Pierrefeu attaquait la légende populaire et l’histoire officielle. Sur certains points, il a eu beau jeu, et il a triomphé de bon nombre de fables. Inutile de revenir ici sur les détails des faits ; résumons seulement les deux points essentiels de sa thèse :

L’ingratitude envers les grands hommes est la marque des peuples forts, idée de politique pratique : la liberté reste le premier des biens, la sévérité critique est la première vertu civique : il ne faut subir aucun prestige, ne pas croire non plus que le succès répond de la valeur, ni le passé de l’avenir.

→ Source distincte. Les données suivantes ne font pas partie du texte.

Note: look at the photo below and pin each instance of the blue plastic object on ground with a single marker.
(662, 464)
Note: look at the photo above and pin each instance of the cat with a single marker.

La difficulté et la complexité des choses dépassent trop l’étendue et la force de l’esprit humain pour qu’on puisse laisser au génie et à l’initiative personnelle la part que Plutarque veut leur donner. Pour la guerre moderne en particulier, la puissance des armes et le front continu font de la stratégie presque une imposture.

Remarquons que Pierrefeu ne tombe pas dans le fatalisme, et même qu’il donne beaucoup à l’esprit humain : il voudrait surtout faire honorer moins les qualités brillantes du génie improvisant que la méthode patiente des organisateurs. Et d’ailleurs, puisqu’il critique telle ou telle décision, tel ou tel chef, il admet par là l’importance des décisions et des chefs. Il ne nous propose pas une thèse absolue, mais une méfiance apprise dans l’histoire.